Апранка тоже была рада меня видеть; сегодня днем мы не успели толком поболтать, все время что-то отвлекало.
— …Раз в месяц нам устраивают вечер танцев, дают сок, печенье, и включают веселую музыку, — объяснила О-Тайла. — Сейчас всех-всех соберут, расставят, и коррекционный сотрудник противным жизнерадостным голосом станет рассказывать, что, несмотря на заключение, мы все равно полноправные граждане Союза и имеем право на развлечение. Потом треть арестантов кинутся к столам, сожрут и выпьют все, что предлагается, другая треть собьются в кучки, а оставшуюся треть охрана силком разобьет по парам и заставит изображать веселье. Это, так сказать, мероприятие продлится целых три часа.
— Звучит многообещающе, — качая головой, произнесла я, радуясь тому, что этот вечер подарил мне возможность поговорить с О-Тайлой вне мусорных интерьеров. Если постараться, то можно представить, что мы не арестантки, а подруги, которые вышли прогуляться вечером в парк, где устроили танцы…
Как и говорила О-Тайла, арестантов собрали, выстроили в шеренги, а потом коррекционный сотрудник толкнул речь. Сразу после самые голодные шарахнулись к закускам, а самые романтично настроенные стали выбирать партнеров. Заиграла приторно романтичная музыка, к счастью, не испорченная окончательно сахарным голосом очередного поющего о любви артиста, коих в Союзе немерено.
Опытная апранка при первых же звуках музыки уверенно повела меня в укрытие — к деревьям, под развесистыми ветвями которых так удачно можно было укрыться как от взглядов арестантов, так и от вечного присмотра охраны.
— Вот, здесь можно переждать этот ужас, — сказала О-Тайла, — и заодно посмеяться над ним. Я так себя обычно и развлекаю. Самое уморительное, это когда…
Девушка осеклась. Ее прекрасное лицо исказил такой ужас, что я и сама ужаснулась. Но, проследив направление ее взгляда, я увидела всего-навсего нашего нового знакомого Удора Фроуда. Парень шел к нам, робко улыбаясь, но его янтарные глаза светились уверенностью.

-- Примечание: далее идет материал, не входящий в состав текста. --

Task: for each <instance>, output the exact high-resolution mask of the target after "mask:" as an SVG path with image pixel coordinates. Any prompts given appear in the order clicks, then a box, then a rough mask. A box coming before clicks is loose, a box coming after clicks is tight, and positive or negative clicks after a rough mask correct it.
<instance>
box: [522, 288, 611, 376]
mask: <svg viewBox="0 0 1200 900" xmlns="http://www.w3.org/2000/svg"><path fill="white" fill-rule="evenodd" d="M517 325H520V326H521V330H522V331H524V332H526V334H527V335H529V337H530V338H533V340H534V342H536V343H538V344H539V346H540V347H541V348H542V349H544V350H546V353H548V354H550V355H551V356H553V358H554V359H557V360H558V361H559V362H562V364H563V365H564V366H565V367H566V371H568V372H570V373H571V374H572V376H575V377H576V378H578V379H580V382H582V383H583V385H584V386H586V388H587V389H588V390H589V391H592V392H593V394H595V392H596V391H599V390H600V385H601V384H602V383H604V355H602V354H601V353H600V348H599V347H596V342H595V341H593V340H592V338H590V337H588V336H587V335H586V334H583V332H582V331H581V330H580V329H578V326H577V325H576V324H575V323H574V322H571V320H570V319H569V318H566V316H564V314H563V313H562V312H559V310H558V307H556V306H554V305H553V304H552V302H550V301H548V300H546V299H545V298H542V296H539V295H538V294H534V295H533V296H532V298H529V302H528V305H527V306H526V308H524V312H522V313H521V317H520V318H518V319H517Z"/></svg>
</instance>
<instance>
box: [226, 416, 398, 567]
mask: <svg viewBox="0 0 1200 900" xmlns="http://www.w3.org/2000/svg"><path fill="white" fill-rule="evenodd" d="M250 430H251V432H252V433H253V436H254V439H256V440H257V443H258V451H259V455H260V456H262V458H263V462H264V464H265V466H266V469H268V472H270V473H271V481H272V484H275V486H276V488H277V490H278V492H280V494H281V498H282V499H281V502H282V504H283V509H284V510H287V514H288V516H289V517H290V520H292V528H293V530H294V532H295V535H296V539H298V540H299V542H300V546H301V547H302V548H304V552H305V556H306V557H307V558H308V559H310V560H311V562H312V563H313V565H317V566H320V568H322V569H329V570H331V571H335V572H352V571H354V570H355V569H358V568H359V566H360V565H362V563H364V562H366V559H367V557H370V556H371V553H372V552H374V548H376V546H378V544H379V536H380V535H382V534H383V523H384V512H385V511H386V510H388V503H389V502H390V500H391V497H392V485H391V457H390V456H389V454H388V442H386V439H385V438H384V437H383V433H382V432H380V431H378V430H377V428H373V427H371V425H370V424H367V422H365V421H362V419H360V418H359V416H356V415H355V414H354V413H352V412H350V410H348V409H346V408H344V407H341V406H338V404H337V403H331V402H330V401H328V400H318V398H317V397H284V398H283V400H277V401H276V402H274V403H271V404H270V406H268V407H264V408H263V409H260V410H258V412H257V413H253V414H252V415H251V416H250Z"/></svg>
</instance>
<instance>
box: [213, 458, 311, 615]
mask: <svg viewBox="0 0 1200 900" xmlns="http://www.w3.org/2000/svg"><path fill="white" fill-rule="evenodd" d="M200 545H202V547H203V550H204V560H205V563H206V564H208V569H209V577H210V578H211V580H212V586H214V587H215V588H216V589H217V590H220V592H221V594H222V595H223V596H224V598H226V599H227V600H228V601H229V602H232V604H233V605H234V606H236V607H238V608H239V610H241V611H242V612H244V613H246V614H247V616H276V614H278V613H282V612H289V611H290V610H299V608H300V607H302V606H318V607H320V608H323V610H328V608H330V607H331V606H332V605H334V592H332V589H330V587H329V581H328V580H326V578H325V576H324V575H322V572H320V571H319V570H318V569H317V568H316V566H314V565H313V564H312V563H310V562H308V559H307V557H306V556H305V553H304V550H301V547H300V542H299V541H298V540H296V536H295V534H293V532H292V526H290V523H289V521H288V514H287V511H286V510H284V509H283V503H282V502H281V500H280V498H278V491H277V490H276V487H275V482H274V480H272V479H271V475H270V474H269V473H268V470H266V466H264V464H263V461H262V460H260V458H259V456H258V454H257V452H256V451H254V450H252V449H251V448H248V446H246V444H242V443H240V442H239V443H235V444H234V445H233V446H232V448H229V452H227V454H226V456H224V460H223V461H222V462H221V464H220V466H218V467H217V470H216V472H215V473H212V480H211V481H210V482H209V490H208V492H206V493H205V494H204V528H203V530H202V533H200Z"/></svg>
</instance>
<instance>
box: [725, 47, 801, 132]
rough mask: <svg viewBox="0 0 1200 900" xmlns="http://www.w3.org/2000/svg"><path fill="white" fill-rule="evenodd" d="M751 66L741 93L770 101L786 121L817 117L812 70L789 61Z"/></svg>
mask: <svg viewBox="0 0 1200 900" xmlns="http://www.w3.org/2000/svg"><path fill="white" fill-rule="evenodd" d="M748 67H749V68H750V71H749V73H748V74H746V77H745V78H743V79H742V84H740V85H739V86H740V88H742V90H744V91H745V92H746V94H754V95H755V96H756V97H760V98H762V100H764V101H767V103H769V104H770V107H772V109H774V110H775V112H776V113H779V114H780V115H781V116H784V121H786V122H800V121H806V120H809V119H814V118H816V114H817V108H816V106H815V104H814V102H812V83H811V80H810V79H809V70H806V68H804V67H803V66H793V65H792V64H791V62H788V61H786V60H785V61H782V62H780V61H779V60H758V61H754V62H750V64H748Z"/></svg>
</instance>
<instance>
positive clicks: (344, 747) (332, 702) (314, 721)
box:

Вот уже несколько дней он работал с нами на мусорке. В отличие от нас, эта работа его не угнетала, все неприятные стороны сгладились для него, а языковой барьер не был барьером.
Удор влюбился в О-Тайлу, влюбился крепко, но невинно, и ухаживал за ней с таким трогательным смущением, что это меня трогало. Он не замечал, что объект его любви морщит нос и недовольно кривится при его появлении, и не слышал раздраженные и даже презрительные нотки в голосе О-Тайлы, когда она говорит с ним.